Man has always thought in some way in fact, man has thought the profoundest thoughts, and entrusted them to memory. By thinking in that way he did and does remain related to what must be thought. And yet man is not capable of really thinking as long as that which must be thought about, withdraws. If we, as we are here and now, will not be taken in by empty talk, we must retort that everything said so far is an unbroken chain of hollow assertions, and state besides that what has been presented here has nothing to do with scientific knowledge.

It will be well to maintain as long as possible such a defensive attitude toward what has been said : only in that attitude do we keep the distance needed for a quick running dash by which one or the other of us may succeed in making the leap into thinking. For it is true that what was said so far, and the entire discussion that is to follow, have nothing to do with scientific knowledge, especially not if the discussion itself is to be a thinking. This situation is grounded in the fact that science itself does not think, and cannot think which is its good fortune, here meaning the assurance of its own appointed course. Science does not think. This is a shocking statement. Let the statement be shocking, even though we immediately add the supplementary statement that nonetheless science always and in its own fashion has to do with thinking. That fashion? however, is genuine and consequently fruitful only after the gulf has become visible that lies between thinking and the sciences, lies there unbridgeably.

There is no bridge here only the leap. Hence there is nothing but mischief in all the makeshift ties and asses bridges by which men today would set up a comfortable commerce between thinking and the sciences. Hence we, those of us who come from the sciences, must endure what is shocking and strange about thinking assuming we are ready to learn thinking. To learn means to make everything we do answer to whatever essentials address themselves to us at the given moment. In order to be capable of doing so, we must get underway. It is important above all that on the way on which we set out when we learn to think, we do not deceive ourselves and rashly bypass the pressing questions on the contrary, we must allow ourselves to become involved in questions that seek what no inventiveness can find. Especially we moderns can learn only if we always unlearn at the same time. Applied to the matter before us : we can learn thinking only if we radically unlearn what thinking has been traditionally. To do that, we must at the same time come to know it.
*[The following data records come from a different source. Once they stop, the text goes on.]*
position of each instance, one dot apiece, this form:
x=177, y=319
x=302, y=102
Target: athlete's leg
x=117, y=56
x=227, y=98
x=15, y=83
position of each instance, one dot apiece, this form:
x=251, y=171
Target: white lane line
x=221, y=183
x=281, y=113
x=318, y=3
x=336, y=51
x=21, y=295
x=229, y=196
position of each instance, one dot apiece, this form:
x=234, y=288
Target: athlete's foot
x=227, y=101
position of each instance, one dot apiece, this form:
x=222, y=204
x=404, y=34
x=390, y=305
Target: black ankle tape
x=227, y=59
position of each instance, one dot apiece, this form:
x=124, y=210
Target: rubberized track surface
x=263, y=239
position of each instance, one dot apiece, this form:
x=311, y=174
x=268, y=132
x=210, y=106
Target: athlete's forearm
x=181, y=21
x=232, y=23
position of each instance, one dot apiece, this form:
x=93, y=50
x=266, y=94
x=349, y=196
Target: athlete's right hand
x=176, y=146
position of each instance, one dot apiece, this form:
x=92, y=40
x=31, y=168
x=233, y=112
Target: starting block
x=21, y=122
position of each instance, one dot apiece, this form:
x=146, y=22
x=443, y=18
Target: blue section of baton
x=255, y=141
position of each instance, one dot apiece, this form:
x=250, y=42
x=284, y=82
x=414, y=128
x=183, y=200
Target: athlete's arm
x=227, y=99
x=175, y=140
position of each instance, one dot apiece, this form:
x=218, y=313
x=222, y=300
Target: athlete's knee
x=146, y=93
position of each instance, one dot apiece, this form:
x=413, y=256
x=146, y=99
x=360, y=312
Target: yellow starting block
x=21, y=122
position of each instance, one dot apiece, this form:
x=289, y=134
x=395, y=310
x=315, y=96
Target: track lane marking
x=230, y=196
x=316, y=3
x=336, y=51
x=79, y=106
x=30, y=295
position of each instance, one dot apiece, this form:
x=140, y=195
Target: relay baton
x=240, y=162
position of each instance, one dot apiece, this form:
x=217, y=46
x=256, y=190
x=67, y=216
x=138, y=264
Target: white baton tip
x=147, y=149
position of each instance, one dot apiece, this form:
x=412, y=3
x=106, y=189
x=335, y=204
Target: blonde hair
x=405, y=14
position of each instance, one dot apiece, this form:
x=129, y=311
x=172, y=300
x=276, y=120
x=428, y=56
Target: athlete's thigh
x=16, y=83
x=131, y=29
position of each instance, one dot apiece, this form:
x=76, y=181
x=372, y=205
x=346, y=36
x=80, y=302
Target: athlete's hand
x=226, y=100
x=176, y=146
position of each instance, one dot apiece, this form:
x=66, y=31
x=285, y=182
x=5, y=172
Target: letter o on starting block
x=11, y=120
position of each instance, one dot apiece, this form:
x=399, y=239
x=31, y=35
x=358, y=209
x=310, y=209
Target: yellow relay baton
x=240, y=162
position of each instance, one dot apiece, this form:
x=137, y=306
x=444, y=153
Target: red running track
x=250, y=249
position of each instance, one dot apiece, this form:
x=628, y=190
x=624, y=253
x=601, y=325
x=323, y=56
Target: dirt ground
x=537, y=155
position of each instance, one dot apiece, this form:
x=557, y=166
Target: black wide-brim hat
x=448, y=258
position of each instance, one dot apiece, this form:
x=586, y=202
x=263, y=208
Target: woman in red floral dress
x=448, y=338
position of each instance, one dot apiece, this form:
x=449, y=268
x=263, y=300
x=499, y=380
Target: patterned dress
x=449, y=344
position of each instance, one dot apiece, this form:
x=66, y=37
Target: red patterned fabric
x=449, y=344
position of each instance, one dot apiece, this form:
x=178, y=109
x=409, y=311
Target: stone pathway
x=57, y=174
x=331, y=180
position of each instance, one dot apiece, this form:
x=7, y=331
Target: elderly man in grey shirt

We said : man still does not think, and this because what must be thought about turns away from him; by no means only because man does not sufficiently reach out and turn to what is to be thought.
What must be thought about, turns away from man. It withdraws from him. But how can we have the least knowledge of something that withdraws from the beginning, how can we even give it a name?

Whatever withdraws, refuses arrival. But withdrawing is not nothing. Withdrawal is an event. In fact, what withdraws may even concern and claim man more essentially than anything present that strikes and touches him. Being struck by actuality is what we like to regard as constitutive of the actuality of the actual. However, in being struck by what is actual, man may be debarred precisely from what concerns and touches him touches him in the surely mysterious way of escaping him by its withdrawal. The event of withdrawal could be what is most present in all our present, and so infinitely exceed the actuality of everything actual.